Simple 1-D RM Synthesis & RMCLEAN toolkit
This provides simple functionality to perform 1-dimensional RM Synthesis and RMCLEAN.
- RM Synthesis: Brentjens & de Bruyn (2005)
- RMCLEAN: Heald, Braun & Edmonds (2009)
Obtain the rm.py script, and use it like this (as a simple example):
>>> import rm
>>> import numpy as np
>>> freq_hz,idata,ierr,qdata,qerr,udata,uerr = np.loadtxt('mockdata.txt',unpack=True)
>>> p = rm.PolObservation(freq_hz,(idata,qdata,udata),IQUerr=(ierr,qerr,uerr))
Fitted spectral index is -0.719883
>>> phi_axis = np.arange(-2000.,2000.1,10.)

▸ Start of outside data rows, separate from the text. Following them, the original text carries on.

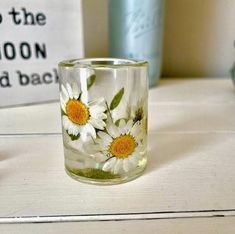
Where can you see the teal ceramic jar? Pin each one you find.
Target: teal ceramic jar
(135, 31)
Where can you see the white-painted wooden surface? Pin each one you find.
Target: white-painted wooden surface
(190, 171)
(174, 226)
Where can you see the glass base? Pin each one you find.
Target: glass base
(95, 181)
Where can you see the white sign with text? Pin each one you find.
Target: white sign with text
(35, 36)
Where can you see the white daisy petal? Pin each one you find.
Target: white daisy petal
(84, 98)
(99, 124)
(75, 90)
(96, 109)
(69, 90)
(118, 166)
(122, 125)
(91, 130)
(135, 129)
(133, 160)
(83, 135)
(90, 148)
(109, 164)
(99, 157)
(129, 125)
(101, 116)
(99, 101)
(105, 137)
(126, 165)
(65, 93)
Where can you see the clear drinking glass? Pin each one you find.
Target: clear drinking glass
(104, 118)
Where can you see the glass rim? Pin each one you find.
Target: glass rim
(117, 63)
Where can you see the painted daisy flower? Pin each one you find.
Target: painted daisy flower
(80, 117)
(122, 145)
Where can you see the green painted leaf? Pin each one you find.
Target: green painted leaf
(72, 137)
(116, 100)
(91, 80)
(93, 173)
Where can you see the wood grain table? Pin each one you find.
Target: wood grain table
(188, 187)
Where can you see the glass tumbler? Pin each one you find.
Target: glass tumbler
(104, 118)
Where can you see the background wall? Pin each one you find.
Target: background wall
(198, 40)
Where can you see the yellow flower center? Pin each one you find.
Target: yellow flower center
(77, 112)
(123, 146)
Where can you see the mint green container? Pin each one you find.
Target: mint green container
(135, 32)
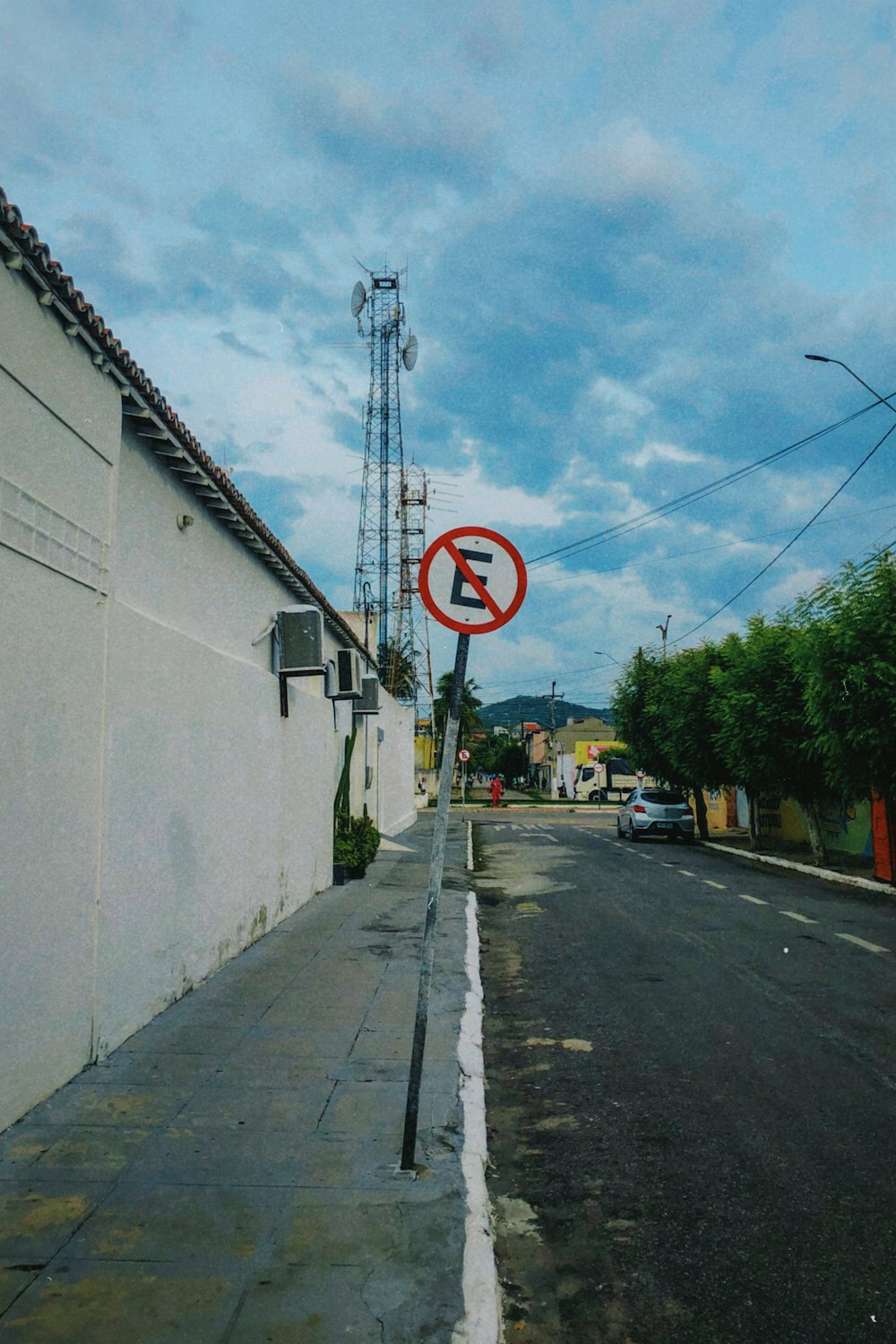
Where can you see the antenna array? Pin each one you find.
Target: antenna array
(394, 497)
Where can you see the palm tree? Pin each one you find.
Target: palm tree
(469, 719)
(398, 672)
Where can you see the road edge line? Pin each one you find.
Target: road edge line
(481, 1297)
(828, 874)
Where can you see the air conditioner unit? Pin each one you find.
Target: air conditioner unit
(300, 640)
(349, 675)
(370, 701)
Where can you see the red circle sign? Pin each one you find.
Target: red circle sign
(471, 580)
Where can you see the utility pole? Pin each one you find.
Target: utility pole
(552, 698)
(664, 631)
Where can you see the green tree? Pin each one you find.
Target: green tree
(398, 672)
(638, 714)
(686, 722)
(848, 658)
(661, 711)
(761, 730)
(469, 719)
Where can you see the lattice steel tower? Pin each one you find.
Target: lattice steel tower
(390, 537)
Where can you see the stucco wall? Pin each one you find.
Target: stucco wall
(58, 448)
(156, 812)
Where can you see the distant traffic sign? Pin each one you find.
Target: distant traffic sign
(471, 580)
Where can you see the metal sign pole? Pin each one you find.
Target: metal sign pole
(437, 866)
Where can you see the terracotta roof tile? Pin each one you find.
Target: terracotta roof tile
(26, 241)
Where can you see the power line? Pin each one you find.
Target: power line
(791, 542)
(704, 550)
(632, 524)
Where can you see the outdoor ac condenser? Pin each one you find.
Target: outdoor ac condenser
(370, 701)
(300, 639)
(349, 675)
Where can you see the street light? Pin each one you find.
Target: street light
(823, 359)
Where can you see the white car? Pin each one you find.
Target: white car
(656, 812)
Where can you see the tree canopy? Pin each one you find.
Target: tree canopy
(802, 704)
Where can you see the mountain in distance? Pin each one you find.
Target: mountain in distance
(533, 709)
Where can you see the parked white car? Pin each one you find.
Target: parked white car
(656, 812)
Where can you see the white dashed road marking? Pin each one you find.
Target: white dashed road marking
(860, 943)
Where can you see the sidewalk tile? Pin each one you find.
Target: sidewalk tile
(109, 1304)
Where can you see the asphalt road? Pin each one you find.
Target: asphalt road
(691, 1066)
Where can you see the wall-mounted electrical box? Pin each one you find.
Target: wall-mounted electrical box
(370, 701)
(300, 642)
(349, 675)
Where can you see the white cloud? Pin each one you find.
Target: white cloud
(659, 452)
(625, 161)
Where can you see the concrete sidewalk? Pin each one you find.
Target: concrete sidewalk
(230, 1174)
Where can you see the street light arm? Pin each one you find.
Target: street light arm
(825, 359)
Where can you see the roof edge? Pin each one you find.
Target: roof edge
(21, 249)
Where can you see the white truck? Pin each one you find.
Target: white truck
(598, 782)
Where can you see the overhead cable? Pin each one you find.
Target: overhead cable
(632, 524)
(791, 542)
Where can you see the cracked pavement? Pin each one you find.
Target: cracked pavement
(230, 1175)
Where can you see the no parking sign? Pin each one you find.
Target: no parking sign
(471, 580)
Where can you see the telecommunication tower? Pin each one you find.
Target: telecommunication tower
(394, 497)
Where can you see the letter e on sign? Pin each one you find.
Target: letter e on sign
(471, 580)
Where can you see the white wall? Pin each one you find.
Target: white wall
(58, 448)
(156, 812)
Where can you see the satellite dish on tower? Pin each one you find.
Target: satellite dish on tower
(409, 352)
(359, 298)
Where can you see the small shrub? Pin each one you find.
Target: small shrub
(357, 844)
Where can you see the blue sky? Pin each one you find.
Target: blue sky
(622, 226)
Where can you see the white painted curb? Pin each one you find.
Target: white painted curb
(828, 874)
(481, 1296)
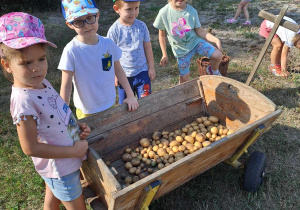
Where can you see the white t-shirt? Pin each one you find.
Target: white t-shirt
(94, 73)
(284, 34)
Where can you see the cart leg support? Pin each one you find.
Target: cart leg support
(233, 161)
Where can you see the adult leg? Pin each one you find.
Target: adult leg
(246, 12)
(77, 204)
(239, 9)
(276, 51)
(51, 202)
(215, 60)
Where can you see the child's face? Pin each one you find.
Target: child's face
(178, 4)
(87, 31)
(128, 12)
(31, 70)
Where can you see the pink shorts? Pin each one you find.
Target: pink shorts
(264, 31)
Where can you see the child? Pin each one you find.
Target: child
(46, 126)
(92, 62)
(186, 37)
(243, 5)
(132, 36)
(282, 41)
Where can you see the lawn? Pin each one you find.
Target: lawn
(220, 186)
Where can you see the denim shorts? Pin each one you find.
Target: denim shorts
(66, 188)
(202, 48)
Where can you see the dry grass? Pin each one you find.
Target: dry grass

>>> p.rmsynthesis(phi_axis)
Using 300 of 300 channels
Using uniform weights
Normalisation value = 0.003333
FWHM of RMSF is 192.128413 rad/m2
Max RM scale is 89.368310 rad/m2
Max RM value is 21193.286828 rad/m2
Calculating RMSF...
Calculating FDF...
>>> p.rmclean(cutoff=1.)
CLEAN will proceed down to 0.213212
First component found at 130.000000 rad/m2
Iteration 1: max residual = 1.225228
Iteration 2: max residual = 1.102705
Iteration 3: max residual = 0.992814
Iteration 4: max residual = 0.893690
Iteration 5: max residual = 0.804646
Iteration 6: max residual = 0.724291
Iteration 7: max residual = 0.652145
Iteration 8: max residual = 0.587001
Iteration 9: max residual = 0.528548
Iteration 10: max residual = 0.475733
Convolving clean components...
Restoring convolved clean components...
>>> p.plot_fdf()
This example contained within mockdata.txt contains two sources,
- A 60% polarized source with I=2Jy and alpha=-0.7, and RM=135rad/m2; and
- A 33% polarized source with I=700mJy and alpha=-0.7, and RM=-625rad/m2.
Both sources are in the same IQU spectrum, observed from 1300-1600 MHz with 1 MHz channels. The noise in I is ~20 mJy, and in Q and U is ~10 mJy.